22:33 alex_baranosky: ' is quote

22:33 jayunit100: (~@'(list 3))

22:33 ,(~@'(list 3))

22:33 clojurebot: #<IllegalStateException java.lang.IllegalStateException: Attempting to call unbound fn: #'clojure.core/unquote-splicing>

22:33 alex_baranosky: quote is much less complicated

22:33 ,'foo

22:33 clojurebot: foo

22:33 jayunit100: ,(~@(qoute (list 3)))

22:33 clojurebot: #<CompilerException java.lang.RuntimeException: Unable to resolve symbol: qoute in this context, compiling:(NO_SOURCE_PATH:0)>

22:33 yoklov: ,`(~@'(list 3))

22:33 clojurebot: (list 3)

22:34 yoklov: ,`(~@(list 3))

22:34 clojurebot: (3)

22:34 jayunit100: Ah oops okay

22:34 alex_baranosky: misspelled quote there jayunit100

22:34 jayunit100: :)

22:34 yup

22:36 Why do we need that syntax quote.

22:36 I mean, in a normal macro it makes sense, but in this case, I would think that the splicer should still work

22:36 macro or not, splice should... splice ? right.

22:37 ibdknox: it is

22:37 what does that splice turn into?

22:37 (list 3) => 3 :)

22:37 gfredericks: syntax quote and normal quote are two different kinds of quoting

22:37 the difference between them is independent of whether or not you're using them in a macro

22:38 syntax quote has splicing, normal quote doesn't

22:38 ibdknox: ~@(list 3) => list 3

22:38 clojurebot: No entiendo

22:38 ibdknox: and then you wrap it in parens

22:38 causing it to execute

22:40 nm, that's not really true

22:51 alex_baranosky: ibdknox, so how far is LightTable from being usable :)

22:52 gfredericks: and what will be the monthly cost for using HeavyTable

22:54 alex_baranosky: also, will it come with paredit?

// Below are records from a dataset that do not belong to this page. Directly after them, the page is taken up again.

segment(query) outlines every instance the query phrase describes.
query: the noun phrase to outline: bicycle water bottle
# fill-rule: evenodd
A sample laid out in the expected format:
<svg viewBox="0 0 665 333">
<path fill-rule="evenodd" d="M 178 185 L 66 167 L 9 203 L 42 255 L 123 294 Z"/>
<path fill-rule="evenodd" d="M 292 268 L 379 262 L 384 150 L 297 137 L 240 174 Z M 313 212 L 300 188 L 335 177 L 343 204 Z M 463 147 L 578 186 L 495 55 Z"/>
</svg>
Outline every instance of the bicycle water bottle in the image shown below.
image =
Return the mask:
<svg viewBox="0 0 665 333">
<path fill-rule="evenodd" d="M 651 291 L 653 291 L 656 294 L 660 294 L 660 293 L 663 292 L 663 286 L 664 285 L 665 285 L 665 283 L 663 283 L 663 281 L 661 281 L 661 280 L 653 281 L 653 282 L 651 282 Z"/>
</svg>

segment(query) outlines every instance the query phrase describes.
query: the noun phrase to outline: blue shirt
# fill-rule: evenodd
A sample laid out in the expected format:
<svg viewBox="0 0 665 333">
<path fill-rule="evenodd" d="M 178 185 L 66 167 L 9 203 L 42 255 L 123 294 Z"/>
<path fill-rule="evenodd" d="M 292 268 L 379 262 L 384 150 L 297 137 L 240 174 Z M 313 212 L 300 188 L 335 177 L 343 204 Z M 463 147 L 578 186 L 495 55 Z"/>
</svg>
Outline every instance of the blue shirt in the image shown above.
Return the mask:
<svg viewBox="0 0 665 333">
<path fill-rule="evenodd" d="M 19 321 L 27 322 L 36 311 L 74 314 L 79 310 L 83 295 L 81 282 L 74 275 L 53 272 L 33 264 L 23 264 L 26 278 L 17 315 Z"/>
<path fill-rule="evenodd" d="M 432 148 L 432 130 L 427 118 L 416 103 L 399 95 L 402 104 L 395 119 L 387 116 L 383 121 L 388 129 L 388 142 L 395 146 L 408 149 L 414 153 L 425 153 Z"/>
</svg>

23:00 yoklov: wait, syntax-quote is different than quote?

23:00 i thought it was just like quasiquote

23:00 (from scheme)

23:00 oh, it also resolves symbols?

23:01 gfredericks: resolves symbols and does the insertion thing and also the foo# symbols

23:01 &['foo# `foo#]

23:01 lazybot: ⇒ [foo# foo__6774__auto__]

23:01 yoklov: oh, didn't know the foo# only worked in syntax quote

23:03 still makes lists though.

23:04 (unlike rackets syntax-quote, which make syntax objects, which are like lists but the compiler yells at you _much_ more)

23:05 gfredericks: that sounds...strange

23:23 yoklov: its really annoying, to be honest. it's for hygene, i guess.